Ладно, как-нибудь потом. Он подойдет к ней и заговорит в следующий раз. София.
Однако следующего раза не будет. Лекции Корчака отменены. Причин не объясняют, хотя все и так знают почему. Воспитание польской молодежи можно доверить только чистокровным полякам.
Теперь Мише незачем ходить в университет. Он учится на вечерних педагогических курсах. А на лекции в университет ходил только потому, что его пригласил сам Корчак.
Все к лучшему, утешает он себя. Как нелепо – влюбиться в совершенно незнакомую девушку. И, уж конечно, он и не подумает подкарауливать ее после лекций у входных ворот.
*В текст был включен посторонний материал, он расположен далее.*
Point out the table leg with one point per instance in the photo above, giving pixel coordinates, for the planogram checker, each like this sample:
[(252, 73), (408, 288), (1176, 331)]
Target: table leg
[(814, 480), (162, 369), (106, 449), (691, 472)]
Он надеется, что со временем влюбленность пройдет, как исчезает без следа царапина на колене у ребенка. И все же девушка не выходит у него из головы, он не может не думать о ней, когда идет по прохладным вечерним аллеям Саксонского парка. Когда стоит у окна и слушает, как во дворе приюта мальчик играет на гармонике «Майн штетеле Белц»[2]. Он вспоминает ее лицо, как вспоминают родной дом.
Миша надеется, что когда-нибудь случайно встретит ее. То, что должно произойти, обязательно произойдет. Проходят месяцы, вот уже лето кончается. В воздухе ощущается едва уловимая прохлада.
Вот-вот настанет осень, а он так и не увидел Софию.
Глава 3
Варшава, сентябрь 1937 года
София забирает удостоверение у секретаря университета. На ее фотографии стоит прямоугольная печать.
– Что это?
Секретарь пожимает плечами:
– С этого семестра на лекциях евреи должны сидеть отдельно от всех, на специально отведенных скамейках. В холле висит объявление.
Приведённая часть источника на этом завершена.